With Christmas just around the corner, ‘tis the season to indulge in all manner of delicious gourmet treats. Roast turkey, baked ham, Christmas pudding, and that world-famous French version of a Christmas cake, the Buche de Noel. Also known as a Yule Log, Yule cake or log cake, this wonderful French dessert puts in an appearance on dining tables all over France once the rest of the Christmas dinner has been tucked away.
Although there are plenty of variations on the recipe, the Buche de Noel typically features a rolled sponge cake in the shape of a log, with chocolate ganache or some other flavoured filling inside and a chocolate buttercream frosting. In fact, the flavours and types of fillings vary from region to region, while edible decorations like berries, holly leaves and nuts are also used. The end result is a rich, delicious treat that epitomises the best in Christmas cuisine.

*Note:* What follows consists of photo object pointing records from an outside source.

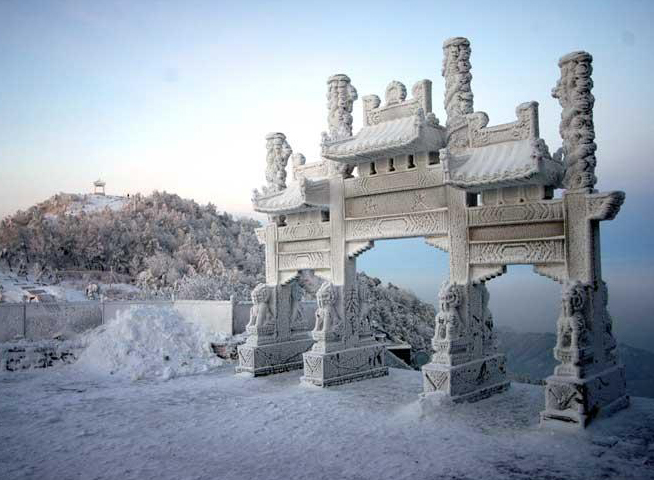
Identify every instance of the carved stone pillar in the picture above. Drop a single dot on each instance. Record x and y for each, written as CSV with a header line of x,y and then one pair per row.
x,y
345,349
341,95
590,380
465,365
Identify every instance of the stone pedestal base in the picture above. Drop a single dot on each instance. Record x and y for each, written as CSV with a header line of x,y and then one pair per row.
x,y
574,402
467,382
334,368
272,358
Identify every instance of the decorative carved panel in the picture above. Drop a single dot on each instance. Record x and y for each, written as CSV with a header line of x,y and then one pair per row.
x,y
526,252
394,203
419,178
518,231
528,212
304,246
396,226
301,232
302,261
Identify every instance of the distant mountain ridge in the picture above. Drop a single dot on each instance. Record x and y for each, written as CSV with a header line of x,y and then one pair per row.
x,y
174,246
530,358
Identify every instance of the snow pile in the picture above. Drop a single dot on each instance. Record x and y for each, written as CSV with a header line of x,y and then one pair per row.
x,y
150,342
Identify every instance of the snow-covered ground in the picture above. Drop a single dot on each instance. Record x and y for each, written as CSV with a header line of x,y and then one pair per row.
x,y
147,400
71,424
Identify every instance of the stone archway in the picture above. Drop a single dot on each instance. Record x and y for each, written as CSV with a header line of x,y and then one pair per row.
x,y
482,193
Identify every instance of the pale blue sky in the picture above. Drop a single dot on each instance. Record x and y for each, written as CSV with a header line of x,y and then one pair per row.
x,y
178,96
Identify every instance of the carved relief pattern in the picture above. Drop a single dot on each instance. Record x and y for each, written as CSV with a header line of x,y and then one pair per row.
x,y
572,328
573,90
278,152
329,325
482,135
456,71
411,225
262,321
302,232
437,379
541,251
300,261
516,213
604,206
303,246
562,396
396,202
340,99
387,183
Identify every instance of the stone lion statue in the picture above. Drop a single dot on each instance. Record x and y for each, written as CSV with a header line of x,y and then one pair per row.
x,y
327,319
448,321
571,325
92,291
260,313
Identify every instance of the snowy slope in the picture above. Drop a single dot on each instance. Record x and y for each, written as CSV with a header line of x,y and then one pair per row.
x,y
75,204
15,288
529,357
66,425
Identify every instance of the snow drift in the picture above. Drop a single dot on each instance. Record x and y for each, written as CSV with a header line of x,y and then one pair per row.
x,y
150,342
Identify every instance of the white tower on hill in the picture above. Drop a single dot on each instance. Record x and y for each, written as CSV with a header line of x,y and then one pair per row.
x,y
98,187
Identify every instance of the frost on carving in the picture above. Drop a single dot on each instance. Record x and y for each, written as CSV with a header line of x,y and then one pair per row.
x,y
572,331
277,153
341,95
260,314
456,71
395,93
296,313
488,335
448,320
328,323
573,90
485,193
340,100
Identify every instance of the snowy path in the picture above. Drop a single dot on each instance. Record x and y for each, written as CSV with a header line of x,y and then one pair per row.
x,y
65,424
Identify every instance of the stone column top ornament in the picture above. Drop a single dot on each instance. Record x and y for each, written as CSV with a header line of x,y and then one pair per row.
x,y
340,99
456,71
278,152
573,91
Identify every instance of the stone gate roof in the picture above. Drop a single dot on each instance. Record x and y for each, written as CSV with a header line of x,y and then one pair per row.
x,y
523,162
299,196
406,135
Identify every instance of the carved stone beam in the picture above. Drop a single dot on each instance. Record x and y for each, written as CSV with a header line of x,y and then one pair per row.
x,y
440,242
483,273
605,205
354,249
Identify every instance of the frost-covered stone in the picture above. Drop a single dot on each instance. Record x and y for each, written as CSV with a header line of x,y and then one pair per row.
x,y
482,193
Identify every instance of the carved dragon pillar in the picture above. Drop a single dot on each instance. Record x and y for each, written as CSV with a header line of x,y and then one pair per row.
x,y
345,349
274,344
589,381
341,95
465,364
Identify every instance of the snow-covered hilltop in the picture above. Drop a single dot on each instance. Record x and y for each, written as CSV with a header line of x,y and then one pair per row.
x,y
76,204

But have you ever wondered how and when the French tradition of eating a Christmas cake shaped like a tree log ever developed? The Buche de Noel can trace its origins back to an ancient Celtic and Gaelic tradition surrounding the celebration of the winter solstice. The shortest day of the year was a time for feasting and for welcoming in the spring, and one of the most important rituals was the burning of a huge tree trunk.

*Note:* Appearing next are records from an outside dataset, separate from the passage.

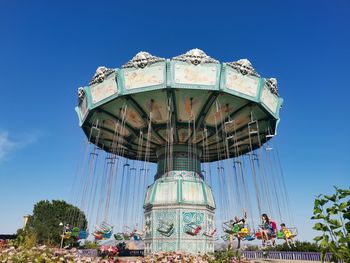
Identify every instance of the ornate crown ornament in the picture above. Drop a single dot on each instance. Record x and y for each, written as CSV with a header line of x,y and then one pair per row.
x,y
195,57
272,85
81,94
142,60
244,66
100,74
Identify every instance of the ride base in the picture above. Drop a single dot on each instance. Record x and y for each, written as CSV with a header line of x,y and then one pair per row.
x,y
179,205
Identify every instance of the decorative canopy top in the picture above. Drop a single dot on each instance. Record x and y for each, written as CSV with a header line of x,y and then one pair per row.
x,y
244,66
196,57
272,85
81,93
142,60
101,73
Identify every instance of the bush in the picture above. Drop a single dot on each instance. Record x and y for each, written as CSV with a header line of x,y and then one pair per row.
x,y
333,215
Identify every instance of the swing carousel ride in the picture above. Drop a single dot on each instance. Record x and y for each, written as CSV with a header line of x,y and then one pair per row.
x,y
207,125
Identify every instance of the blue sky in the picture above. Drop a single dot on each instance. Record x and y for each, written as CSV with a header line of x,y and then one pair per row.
x,y
48,50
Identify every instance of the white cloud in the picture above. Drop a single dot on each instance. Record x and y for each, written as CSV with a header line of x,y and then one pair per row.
x,y
10,144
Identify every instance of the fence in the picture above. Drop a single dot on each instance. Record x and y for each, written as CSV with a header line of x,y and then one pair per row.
x,y
307,256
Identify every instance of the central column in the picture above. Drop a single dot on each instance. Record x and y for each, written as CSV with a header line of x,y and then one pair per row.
x,y
179,206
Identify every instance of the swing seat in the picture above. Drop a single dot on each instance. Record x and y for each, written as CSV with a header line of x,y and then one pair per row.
x,y
65,236
75,232
107,235
82,234
280,235
193,229
258,235
126,236
118,236
210,234
249,238
98,236
166,230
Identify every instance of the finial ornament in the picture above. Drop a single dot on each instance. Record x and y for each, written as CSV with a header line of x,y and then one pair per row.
x,y
244,66
272,85
81,93
101,73
142,60
195,57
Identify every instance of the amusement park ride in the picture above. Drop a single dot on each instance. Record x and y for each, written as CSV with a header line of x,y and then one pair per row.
x,y
184,114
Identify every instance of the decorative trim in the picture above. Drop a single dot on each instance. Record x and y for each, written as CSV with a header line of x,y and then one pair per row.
x,y
271,84
101,74
142,60
244,66
196,56
81,94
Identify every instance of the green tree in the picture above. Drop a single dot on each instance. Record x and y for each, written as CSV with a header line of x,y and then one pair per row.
x,y
46,219
333,215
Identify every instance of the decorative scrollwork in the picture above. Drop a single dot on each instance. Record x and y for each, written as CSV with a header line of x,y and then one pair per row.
x,y
272,85
142,60
244,66
195,57
101,74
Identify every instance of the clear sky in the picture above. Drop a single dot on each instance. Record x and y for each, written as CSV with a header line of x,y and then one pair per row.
x,y
48,50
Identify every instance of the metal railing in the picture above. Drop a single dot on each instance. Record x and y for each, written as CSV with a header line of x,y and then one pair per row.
x,y
307,256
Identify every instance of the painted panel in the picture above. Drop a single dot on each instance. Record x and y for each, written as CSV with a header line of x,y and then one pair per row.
x,y
83,108
195,75
104,90
166,192
243,84
149,76
190,103
155,102
120,107
269,99
192,192
210,197
224,106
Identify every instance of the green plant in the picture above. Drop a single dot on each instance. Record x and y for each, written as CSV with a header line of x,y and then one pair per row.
x,y
333,215
91,245
46,219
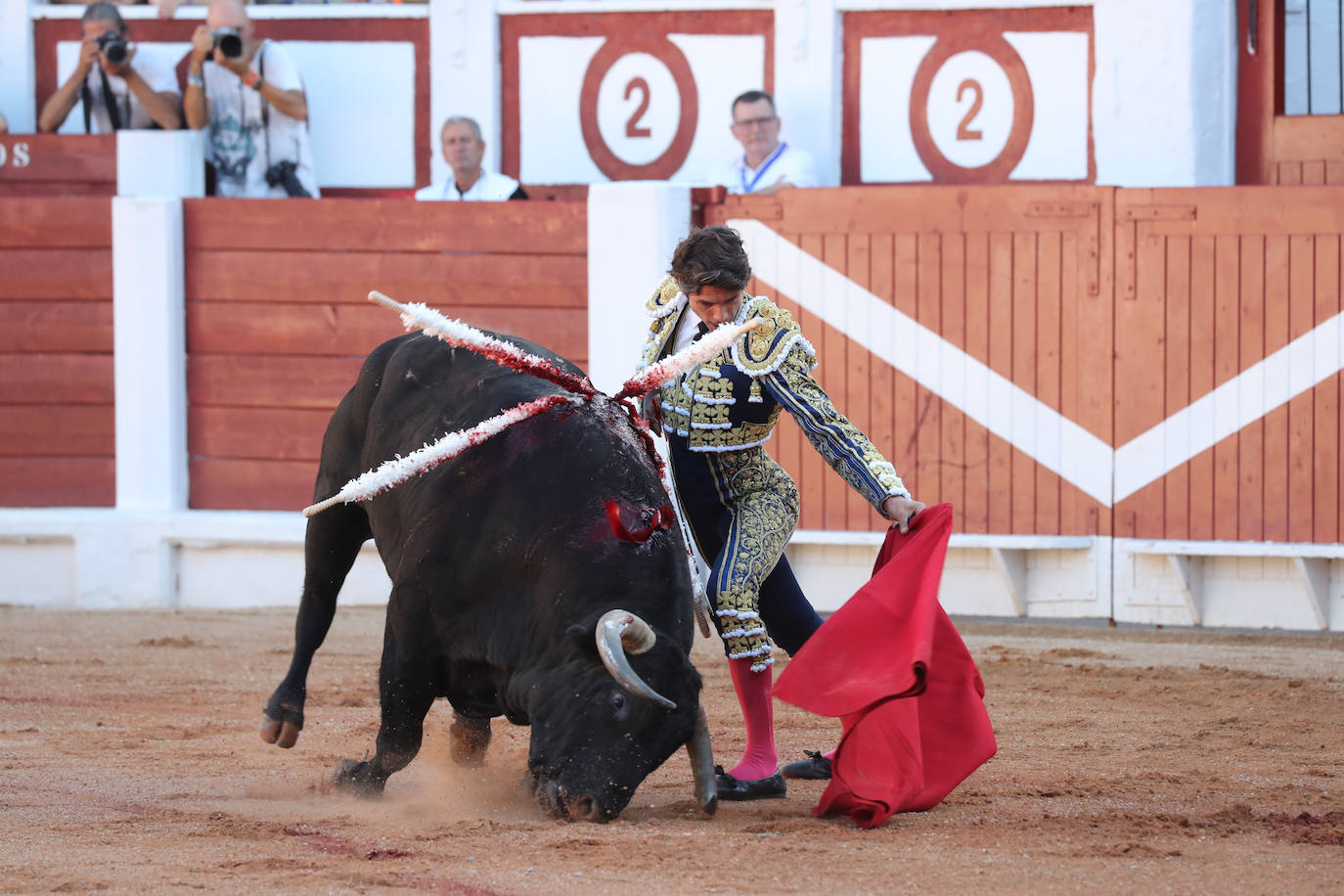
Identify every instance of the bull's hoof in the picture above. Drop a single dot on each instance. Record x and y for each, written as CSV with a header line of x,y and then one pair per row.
x,y
281,733
358,778
468,739
283,719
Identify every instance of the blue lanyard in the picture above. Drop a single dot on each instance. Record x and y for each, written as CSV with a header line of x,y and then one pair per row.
x,y
761,171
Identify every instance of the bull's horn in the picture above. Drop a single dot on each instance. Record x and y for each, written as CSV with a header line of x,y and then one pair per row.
x,y
701,765
618,633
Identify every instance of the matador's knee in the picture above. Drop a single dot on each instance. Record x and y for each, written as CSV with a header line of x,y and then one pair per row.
x,y
740,628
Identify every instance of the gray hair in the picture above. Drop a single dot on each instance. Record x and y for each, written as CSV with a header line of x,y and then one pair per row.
x,y
463,119
104,13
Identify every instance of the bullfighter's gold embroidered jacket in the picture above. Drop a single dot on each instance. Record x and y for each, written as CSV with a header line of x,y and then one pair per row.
x,y
733,400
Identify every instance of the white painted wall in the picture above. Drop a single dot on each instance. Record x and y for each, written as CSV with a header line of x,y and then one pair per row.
x,y
17,68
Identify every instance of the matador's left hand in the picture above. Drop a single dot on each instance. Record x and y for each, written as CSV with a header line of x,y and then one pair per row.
x,y
901,511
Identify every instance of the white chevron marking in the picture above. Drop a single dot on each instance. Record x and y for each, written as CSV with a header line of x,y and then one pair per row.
x,y
1017,417
992,400
1240,400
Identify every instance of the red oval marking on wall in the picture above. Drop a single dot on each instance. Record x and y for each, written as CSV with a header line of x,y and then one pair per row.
x,y
674,157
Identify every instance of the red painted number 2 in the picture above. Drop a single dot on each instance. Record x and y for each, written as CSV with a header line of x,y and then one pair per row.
x,y
963,130
632,126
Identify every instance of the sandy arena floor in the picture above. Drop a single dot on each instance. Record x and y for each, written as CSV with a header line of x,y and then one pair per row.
x,y
1129,760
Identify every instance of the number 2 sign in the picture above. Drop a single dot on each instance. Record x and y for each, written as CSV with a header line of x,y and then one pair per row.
x,y
967,97
626,96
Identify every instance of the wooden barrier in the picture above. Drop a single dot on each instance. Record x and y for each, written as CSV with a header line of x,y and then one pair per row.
x,y
1213,287
56,352
1186,342
58,165
279,320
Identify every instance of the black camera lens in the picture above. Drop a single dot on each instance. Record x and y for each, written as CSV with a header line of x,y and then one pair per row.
x,y
229,42
113,47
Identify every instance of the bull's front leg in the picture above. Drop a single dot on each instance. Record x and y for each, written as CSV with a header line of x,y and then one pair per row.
x,y
331,546
409,684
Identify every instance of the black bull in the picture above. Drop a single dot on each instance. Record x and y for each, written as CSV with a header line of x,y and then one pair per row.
x,y
506,572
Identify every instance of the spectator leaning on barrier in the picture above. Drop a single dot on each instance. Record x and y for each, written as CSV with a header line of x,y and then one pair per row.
x,y
250,97
463,151
766,164
119,86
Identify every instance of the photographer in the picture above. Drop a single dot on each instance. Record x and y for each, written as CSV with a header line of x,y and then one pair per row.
x,y
118,87
250,97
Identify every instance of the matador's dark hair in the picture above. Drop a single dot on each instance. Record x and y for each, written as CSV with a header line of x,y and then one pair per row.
x,y
710,256
104,13
753,96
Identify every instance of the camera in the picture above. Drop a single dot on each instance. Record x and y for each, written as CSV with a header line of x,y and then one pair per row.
x,y
113,46
283,175
229,42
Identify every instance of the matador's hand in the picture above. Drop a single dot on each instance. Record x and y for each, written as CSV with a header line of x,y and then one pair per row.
x,y
901,511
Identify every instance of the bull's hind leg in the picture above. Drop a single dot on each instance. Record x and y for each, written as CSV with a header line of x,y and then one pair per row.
x,y
331,546
409,684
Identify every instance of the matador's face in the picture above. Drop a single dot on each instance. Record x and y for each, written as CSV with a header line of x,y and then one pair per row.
x,y
715,305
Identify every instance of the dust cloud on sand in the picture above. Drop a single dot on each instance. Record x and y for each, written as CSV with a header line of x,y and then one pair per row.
x,y
1129,760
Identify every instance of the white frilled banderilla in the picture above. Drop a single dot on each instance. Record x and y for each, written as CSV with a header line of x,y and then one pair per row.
x,y
399,469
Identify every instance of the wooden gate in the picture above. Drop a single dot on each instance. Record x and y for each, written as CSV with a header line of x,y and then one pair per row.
x,y
965,330
1228,353
279,320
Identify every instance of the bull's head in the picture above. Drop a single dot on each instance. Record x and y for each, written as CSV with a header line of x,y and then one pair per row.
x,y
600,727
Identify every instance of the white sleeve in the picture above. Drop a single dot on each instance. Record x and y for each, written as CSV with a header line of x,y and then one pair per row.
x,y
801,171
280,66
157,70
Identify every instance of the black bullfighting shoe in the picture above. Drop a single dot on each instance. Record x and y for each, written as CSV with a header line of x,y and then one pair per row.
x,y
815,767
736,788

The trunk of an oak, elm, beech or cherry tree would be found and burnt, often with roots still attached, to celebrate the rebirth of the sun and give thanks for the life it would once again bring to the earth.
The rise of Christianity saw many pagan traditions die out, but the burning of the Yule log continued to play an important role in French culture. In fact, the pomp and ceremony surrounding the burning of logs became even more intricate and extravagant. Decorations of ribbons and plant cuttings were added to the logs, while the ashes of a burnt log were said to have mystical powers that could cure sickness and ward off evil.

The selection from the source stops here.